Renowned Buddhist studies professor Donald S. Lopez Jr. cites Italo Calvino’s novel Invisible Cities as one inspiration for the book Hyecho’s Journey: The World of Buddhism. However, unlike Calvino’s masterpiece, which imagines Marco Polo describing fictitious cities to Kublai Khan, Hyecho’s Journey shows us how real cities might have appeared to an 18-year-old Korean monk on pilgrimage to the major Buddhist sites of the 8th century. The book draws on traditional Buddhist imagination, as expressed in depictions of the Buddha’s life and world in narrative and art.
Hyecho’s Journey, which stands alone as a gorgeously produced scholarly excursion through Buddhist story and image-craft, is also an artifact in a multimedia project that features an extensive exhibition at the Freer|Sackler Galleries in Washington, DC, and includes an iPhone app developed by students. The book was created by the Humanites Collaboratory, a team of scholars led by Lopez at the University of Michigan. (Their work was funded by the Provost of the University of Michigan, who has encouraged teamwork in the humanities along a model frequently used in the sciences.) The Hyecho’s Journey team was made up of professors and scholars in the fields of art history (Kevin Carr, Rebecca Bloom, Chun Wa Chan); South Asian archaeology (Carla Sinopoli); and Korean Buddhism (Ha Nul Jun), and from the university’s Asia Library (Keiko Yokota-Carter). Lopez called their project “an exercise in collective imagination.”
Hyecho’s Journey follows the young monk on his journey from Korea by sea to China and India, and then to Central Asia, before returning overland to China. Pilgrimages to the land of the Buddha’s birth were common among Buddhists then as now, though travel in the 8th century was far more treacherous than it is today. Remarkably, Hyecho completed his journey in only three years, covering more ground in less time than any other early Asian pilgrim who left a record. Unlike the diaries and records of the famous monk-pilgrims Xuanzang (c. 602–664 CE) and Yijing (635–713 CE), who left a legacy of knowledge about their visits and hundreds of translated Buddhist texts, Hyecho’s travel notes and poems, written in poor Chinese, were found in 1908 in Dunhuang in the form of fragments. Hyecho’s writings offer few details about his experience, and leave more questions than answers. As Lopez told Tricycle, it’s that very lack of detail that allows Hyecho to act as an “avatar” that readers can inhabit, imagining, with the book’s help, what a Buddhist pilgrimage might have been like over a thousand years ago.

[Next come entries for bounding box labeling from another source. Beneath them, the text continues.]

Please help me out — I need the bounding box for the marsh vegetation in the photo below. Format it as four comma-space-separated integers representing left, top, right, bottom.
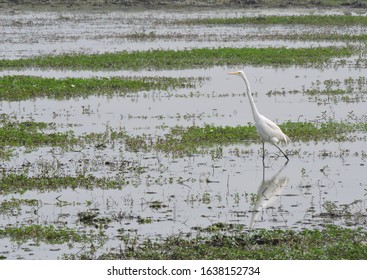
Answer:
0, 6, 367, 259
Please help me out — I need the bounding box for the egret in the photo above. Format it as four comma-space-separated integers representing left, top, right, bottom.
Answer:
228, 71, 289, 166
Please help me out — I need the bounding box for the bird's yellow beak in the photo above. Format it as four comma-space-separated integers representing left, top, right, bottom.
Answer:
227, 71, 240, 75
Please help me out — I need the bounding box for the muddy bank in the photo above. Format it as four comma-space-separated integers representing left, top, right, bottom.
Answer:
0, 0, 367, 9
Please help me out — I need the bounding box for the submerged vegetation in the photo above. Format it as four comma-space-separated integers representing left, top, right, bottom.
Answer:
93, 224, 367, 260
0, 76, 202, 100
0, 115, 75, 147
0, 47, 353, 70
0, 7, 367, 259
181, 15, 367, 26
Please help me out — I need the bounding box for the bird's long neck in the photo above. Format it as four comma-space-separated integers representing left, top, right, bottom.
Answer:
242, 76, 260, 119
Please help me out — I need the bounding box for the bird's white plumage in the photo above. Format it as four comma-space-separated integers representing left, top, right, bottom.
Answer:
228, 71, 289, 162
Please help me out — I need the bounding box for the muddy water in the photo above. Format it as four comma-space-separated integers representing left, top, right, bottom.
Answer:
0, 7, 367, 259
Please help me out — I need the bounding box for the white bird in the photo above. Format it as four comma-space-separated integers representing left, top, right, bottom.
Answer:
228, 71, 289, 165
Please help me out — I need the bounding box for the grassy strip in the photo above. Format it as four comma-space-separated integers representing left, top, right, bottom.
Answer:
0, 47, 353, 69
0, 76, 200, 100
0, 173, 129, 194
126, 32, 367, 42
150, 122, 367, 154
0, 119, 76, 147
180, 15, 367, 26
101, 223, 367, 260
0, 225, 90, 244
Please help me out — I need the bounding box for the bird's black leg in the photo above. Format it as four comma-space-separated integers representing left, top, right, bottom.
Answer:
274, 144, 289, 164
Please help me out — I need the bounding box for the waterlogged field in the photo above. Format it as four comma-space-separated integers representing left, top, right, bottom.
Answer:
0, 7, 367, 259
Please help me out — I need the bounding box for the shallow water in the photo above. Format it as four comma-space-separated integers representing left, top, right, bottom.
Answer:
0, 7, 367, 259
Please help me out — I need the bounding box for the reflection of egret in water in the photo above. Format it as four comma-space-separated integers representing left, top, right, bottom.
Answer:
250, 165, 288, 229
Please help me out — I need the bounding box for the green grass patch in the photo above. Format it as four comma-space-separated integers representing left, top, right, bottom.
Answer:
95, 225, 367, 260
0, 115, 76, 147
0, 198, 40, 213
0, 76, 197, 101
0, 173, 129, 194
149, 122, 367, 154
0, 225, 90, 244
180, 15, 367, 26
0, 47, 353, 69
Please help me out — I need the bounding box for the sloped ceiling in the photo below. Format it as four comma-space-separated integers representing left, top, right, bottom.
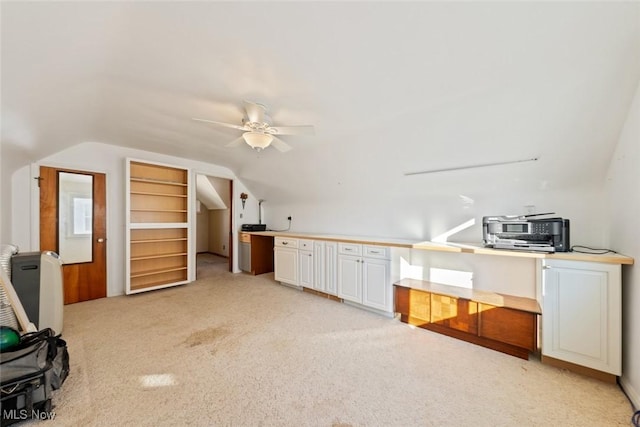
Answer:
1, 2, 640, 206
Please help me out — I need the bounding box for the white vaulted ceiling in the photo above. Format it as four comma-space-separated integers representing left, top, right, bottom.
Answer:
1, 1, 640, 206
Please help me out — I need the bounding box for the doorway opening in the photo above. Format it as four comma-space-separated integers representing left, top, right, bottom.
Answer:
195, 174, 233, 280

Each self-contained chapter begins with a story drawn from the vast store of Buddhist lore about one of the places Hyecho is known to have visited. A brief scholarly commentary follows, then two works of art are described and reproduced, each connected tangibly or conceptually to the journey site. One chapter, for instance, begins in Bodhgaya, where the Buddha is said to have attained enlightenment. Hyecho’s journal entry is described, including a brief poem written by the pilgrim. Then the traditional story of the Buddha’s enlightenment follows. The commentary looks at depictions of the Buddha over time, from the early absence of images to the emergence of venerated artworks and statues showing the Buddha’s form. Finally, two artworks are discussed and shown: the first, a stone relief depicting the Buddha’s defeat of Mara the tempter from 2nd- or 3rd- century Pakistan or Afghanistan; the second, a scene drawn on a single leaf from the Bodhi tree in Bodhgaya by a Chinese artist in the Qing dynasty that shows a luohan, a disciple of the Buddha (Skt., arhat), taming a tiger.
The book’s authors do not stop at imagining the way Buddhist Asia appeared to an 8th-century pilgrim, however; rather, the goal is to think about Buddhism differently: “What we aimed to do was show Buddhism on the ground,” Rebecca Bloom, a collaborator on the book and doctoral candidate in Buddhist Studies under Lopez, explained to Tricycle. “We also wanted to show an international, nonevolutionary picture of Buddhism that avoided the linear story of how Buddhism developed in India and then spread north, gradually developing into various schools and so on. Instead, Hyecho’s Journey shows a snapshot of a transnational tradition at one point in time, viewed vertically across borders and lineages.”